There are at least two issues with the regex:
- It contains whitespace that is used as formatting whitespace, a
re.X or re.VERBOSE options are required for it to work
- There are
^ and $ anchors here that require a full string match. You probably want to use word boundaries, \b instead
- If you add word boundaries, the regular string literal will require doubling backslashes, but if you add a
r prefix and make it a raw string literal, you can just use \b
- If there are other dot-separated number strings that are not IPs and need filtering out, you need
(?<!\d)(?<!\d\.) at the start instead of ^ and (?!\.?\d) at the end instead of $.
You can use
import re
regex = r'''\b(25[0-5]|2[0-4][0-9]|[0-1]?[0-9][0-9]?)\.(
25[0-5]|2[0-4][0-9]|[0-1]?[0-9][0-9]?)\.(
25[0-5]|2[0-4][0-9]|[0-1]?[0-9][0-9]?)\.(
25[0-5]|2[0-4][0-9]|[0-1]?[0-9][0-9]?)\b'''
url_string = "http://110.234.52.124/paypal.ca/index.html"

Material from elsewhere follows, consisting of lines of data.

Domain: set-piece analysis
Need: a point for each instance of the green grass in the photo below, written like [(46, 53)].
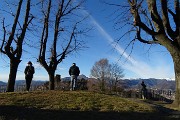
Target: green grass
[(72, 105)]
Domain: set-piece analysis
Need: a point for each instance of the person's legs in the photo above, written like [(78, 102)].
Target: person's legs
[(28, 83), (73, 84)]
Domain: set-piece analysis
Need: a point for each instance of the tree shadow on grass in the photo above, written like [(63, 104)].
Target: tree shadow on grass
[(23, 113)]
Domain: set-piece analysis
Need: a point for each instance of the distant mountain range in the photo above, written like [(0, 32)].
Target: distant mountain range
[(126, 83), (150, 83)]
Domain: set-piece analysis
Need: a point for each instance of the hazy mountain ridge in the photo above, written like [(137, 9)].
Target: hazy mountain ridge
[(127, 83)]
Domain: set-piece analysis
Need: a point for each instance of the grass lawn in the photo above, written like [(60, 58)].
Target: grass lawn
[(76, 105)]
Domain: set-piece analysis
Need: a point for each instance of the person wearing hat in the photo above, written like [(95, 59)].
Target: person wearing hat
[(29, 71), (74, 73)]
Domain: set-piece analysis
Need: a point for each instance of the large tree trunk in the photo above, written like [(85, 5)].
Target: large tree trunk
[(176, 60), (51, 79), (12, 75)]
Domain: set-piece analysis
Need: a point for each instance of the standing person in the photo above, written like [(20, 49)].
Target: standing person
[(144, 90), (29, 71), (74, 73)]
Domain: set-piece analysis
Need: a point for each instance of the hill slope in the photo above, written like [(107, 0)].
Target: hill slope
[(57, 105)]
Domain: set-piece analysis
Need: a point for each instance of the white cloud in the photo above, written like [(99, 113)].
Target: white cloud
[(138, 67)]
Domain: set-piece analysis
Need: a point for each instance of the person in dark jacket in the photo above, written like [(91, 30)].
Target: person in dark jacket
[(29, 71), (144, 90), (74, 73)]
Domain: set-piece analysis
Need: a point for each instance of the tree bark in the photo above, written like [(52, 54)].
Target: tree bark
[(51, 79), (12, 75), (176, 60)]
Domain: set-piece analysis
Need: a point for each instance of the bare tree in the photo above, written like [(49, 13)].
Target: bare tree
[(106, 73), (101, 71), (160, 20), (60, 33), (12, 41), (116, 75)]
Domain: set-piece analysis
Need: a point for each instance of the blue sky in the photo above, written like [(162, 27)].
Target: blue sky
[(155, 62)]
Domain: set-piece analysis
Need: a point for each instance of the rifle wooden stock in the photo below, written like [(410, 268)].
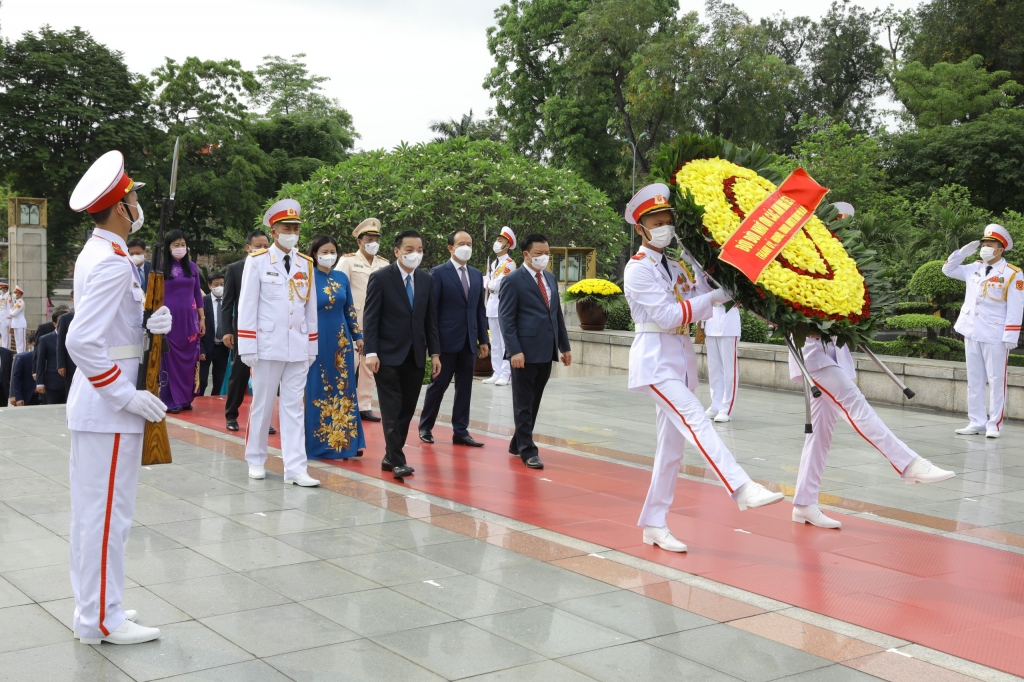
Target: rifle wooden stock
[(156, 444)]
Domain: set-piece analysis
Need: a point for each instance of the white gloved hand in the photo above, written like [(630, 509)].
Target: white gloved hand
[(160, 322), (146, 406)]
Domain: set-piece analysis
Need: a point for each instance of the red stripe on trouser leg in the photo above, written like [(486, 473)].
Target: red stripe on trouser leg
[(107, 535), (695, 440)]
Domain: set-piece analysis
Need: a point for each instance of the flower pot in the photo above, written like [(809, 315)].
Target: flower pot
[(592, 317)]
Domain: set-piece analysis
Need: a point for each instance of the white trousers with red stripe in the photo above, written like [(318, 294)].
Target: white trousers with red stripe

print( bool(re.search(regex, url_string, re.X)) )
# => True
See the Python demo
However, you may define an octet pattern as a variable, and build a pattern dynamically removing the need to use re.X and that long pattern:
import re
o = r'(?:25[0-5]|2[0-4][0-9]|[0-1]?[0-9][0-9]?)'
regex = fr'\b{o}(?:\.{o}){{3}}\b'
# OR regex = fr'(?<!\d)(?<!\d\.){o}(?:\.{o}){{3}}(?!\.?\d)'
url_string = "http://110.234.52.124/paypal.ca/index.html"
print( bool(re.search(regex, url_string, re.X)) )
# => True
See the Python demo. Note the double braces around the {{3}} (in an f-string, literal braces are defined with double braces).